The flightless rail can be found on Aldabra to this day.

The extremely rare process is known as the iterative evolution – the repeated evolution of a species of the same ancestor at different times in history.

The team's study, published in the Zoological Journal of the Linnean Society, marks the first time that the process has been observed on track and is one of the "most significant" cases ever observed in birds, according to the authors.
The fossil recordings before and after the Aldabra flood proved the evolutionary feat of the bird.

"We do not know of any other example in rails, or birds in general, that demonstrates this phenomenon so obviously," said co-author David Martill, of the University of Portsmouth, in a statement. communicated.

The return of the rail to Aldabra is not the only time in his lineage that he has escaped extinction.

The mother species of the rail, native to Madagascar, frequently saw its population explode, forcing the birds to migrate in large numbers off the coast of East Africa.

Many who flew north or south drowned in the Indian Ocean, and those who went to the west landed in Africa, where they were eaten by predators.

But the lucky few who went to the east ended up on islands like Mauritius, Reunion and Aldabra, the latter having been studied by researchers.

The rails on Aldabra lost the ability to fly over time, because the lack of predators made it useless – just like Maurice's dodo.
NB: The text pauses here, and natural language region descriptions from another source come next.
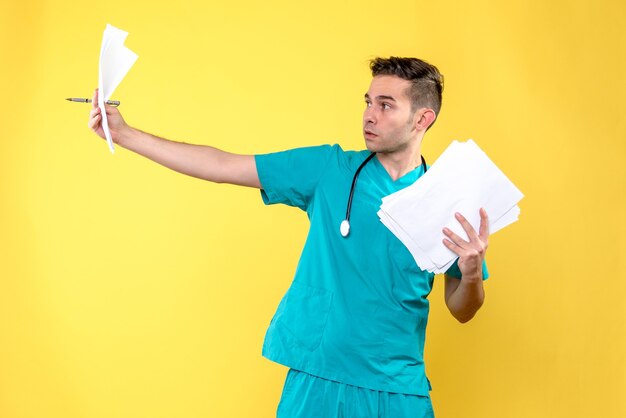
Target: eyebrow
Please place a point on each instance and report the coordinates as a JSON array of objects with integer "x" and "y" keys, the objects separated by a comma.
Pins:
[{"x": 381, "y": 97}]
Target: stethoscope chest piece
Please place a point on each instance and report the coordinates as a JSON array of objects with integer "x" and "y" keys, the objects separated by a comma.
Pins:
[{"x": 344, "y": 228}]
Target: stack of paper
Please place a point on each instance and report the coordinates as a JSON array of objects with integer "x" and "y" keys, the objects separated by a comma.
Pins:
[
  {"x": 462, "y": 180},
  {"x": 115, "y": 61}
]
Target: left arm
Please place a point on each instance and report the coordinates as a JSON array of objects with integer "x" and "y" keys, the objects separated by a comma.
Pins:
[{"x": 464, "y": 297}]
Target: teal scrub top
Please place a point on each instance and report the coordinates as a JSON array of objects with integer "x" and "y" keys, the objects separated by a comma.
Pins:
[{"x": 357, "y": 308}]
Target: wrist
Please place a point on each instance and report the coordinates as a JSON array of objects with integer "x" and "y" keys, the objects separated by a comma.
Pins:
[{"x": 125, "y": 136}]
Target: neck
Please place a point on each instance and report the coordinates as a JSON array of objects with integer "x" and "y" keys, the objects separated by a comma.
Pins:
[{"x": 398, "y": 163}]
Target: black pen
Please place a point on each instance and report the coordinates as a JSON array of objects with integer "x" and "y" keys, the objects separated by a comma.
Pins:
[{"x": 80, "y": 100}]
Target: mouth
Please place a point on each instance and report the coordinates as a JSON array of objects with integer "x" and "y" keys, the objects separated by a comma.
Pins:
[{"x": 369, "y": 134}]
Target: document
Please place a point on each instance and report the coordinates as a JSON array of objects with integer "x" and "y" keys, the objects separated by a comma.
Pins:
[
  {"x": 463, "y": 179},
  {"x": 115, "y": 62}
]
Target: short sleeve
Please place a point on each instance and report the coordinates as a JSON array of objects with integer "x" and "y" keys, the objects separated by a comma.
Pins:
[
  {"x": 455, "y": 272},
  {"x": 291, "y": 177}
]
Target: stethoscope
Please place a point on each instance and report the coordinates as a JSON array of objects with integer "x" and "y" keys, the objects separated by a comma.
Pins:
[{"x": 344, "y": 228}]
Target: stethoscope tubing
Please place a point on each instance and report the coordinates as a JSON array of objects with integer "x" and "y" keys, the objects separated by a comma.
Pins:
[{"x": 344, "y": 228}]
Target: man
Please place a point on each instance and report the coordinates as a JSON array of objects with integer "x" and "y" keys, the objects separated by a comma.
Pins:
[{"x": 351, "y": 326}]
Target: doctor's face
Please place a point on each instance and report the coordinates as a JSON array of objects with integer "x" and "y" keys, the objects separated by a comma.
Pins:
[{"x": 388, "y": 121}]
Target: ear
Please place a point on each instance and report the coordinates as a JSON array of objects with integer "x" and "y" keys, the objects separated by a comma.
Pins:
[{"x": 424, "y": 117}]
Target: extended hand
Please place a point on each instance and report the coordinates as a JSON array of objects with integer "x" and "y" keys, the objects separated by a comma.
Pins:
[
  {"x": 117, "y": 125},
  {"x": 471, "y": 253}
]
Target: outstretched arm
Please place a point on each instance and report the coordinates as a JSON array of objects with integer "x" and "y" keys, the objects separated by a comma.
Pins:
[
  {"x": 465, "y": 297},
  {"x": 199, "y": 161}
]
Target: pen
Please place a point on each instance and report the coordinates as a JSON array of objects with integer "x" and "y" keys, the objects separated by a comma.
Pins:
[{"x": 81, "y": 100}]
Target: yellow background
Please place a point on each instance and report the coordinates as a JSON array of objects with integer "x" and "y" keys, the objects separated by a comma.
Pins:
[{"x": 130, "y": 291}]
What you did not know about dodo

Unfortunately, it did not give them any escape when the island was submerged and all its flora and fauna were exterminated.

But unlike the dodo, which died in the 17th century, the white-necked rail was resurrected to tell the story once the island resurfaced and the birds began to migrate back to their destination.
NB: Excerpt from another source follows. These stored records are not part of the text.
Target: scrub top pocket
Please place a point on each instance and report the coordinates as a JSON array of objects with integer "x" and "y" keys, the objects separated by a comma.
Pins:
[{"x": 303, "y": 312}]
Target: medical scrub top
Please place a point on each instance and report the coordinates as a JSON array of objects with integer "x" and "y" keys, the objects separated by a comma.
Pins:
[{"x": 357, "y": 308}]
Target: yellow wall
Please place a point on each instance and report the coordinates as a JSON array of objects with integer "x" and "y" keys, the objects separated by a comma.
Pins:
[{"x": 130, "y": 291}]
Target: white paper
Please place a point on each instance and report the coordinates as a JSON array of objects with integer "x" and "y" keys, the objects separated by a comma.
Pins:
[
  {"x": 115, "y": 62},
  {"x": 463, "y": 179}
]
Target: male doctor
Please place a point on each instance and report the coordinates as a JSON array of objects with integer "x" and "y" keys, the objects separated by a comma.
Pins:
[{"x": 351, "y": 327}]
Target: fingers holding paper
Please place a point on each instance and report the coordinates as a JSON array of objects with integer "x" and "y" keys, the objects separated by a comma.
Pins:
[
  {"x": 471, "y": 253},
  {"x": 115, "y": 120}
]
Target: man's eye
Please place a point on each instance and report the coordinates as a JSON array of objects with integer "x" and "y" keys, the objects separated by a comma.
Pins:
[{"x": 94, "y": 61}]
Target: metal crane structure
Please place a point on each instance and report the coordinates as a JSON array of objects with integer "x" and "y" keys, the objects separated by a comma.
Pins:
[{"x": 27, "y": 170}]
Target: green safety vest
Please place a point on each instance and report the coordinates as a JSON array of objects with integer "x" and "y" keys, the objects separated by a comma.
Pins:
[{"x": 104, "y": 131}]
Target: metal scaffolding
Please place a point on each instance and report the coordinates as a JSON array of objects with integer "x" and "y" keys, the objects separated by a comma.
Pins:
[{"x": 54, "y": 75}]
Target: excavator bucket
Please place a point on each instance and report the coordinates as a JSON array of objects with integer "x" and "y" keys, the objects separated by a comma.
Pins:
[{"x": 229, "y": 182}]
This means that a species of Madagascar bird gave birth to two distinct species of rails on Aldabra within a few thousand years.

"Only Aldabra, which has the oldest paleontological record of all oceanic islands in the Indian Ocean region, has fossil evidence demonstrating the effects of sea level change on extinction phenomena. and recolonization, "said Martill.

"The conditions were such in Aldabra, the most important being the absence of terrestrial predators and mammals competing, which allowed a rail to be able to evolve autonomously with each flight," he explained. .

"These unique fossils provide irrefutable evidence that a member of the railroad family colonized the atoll, probably from Madagascar, and each day lost its flight independently," added in a release the senior author of the study, Julian Hume from the Natural History Museum of London.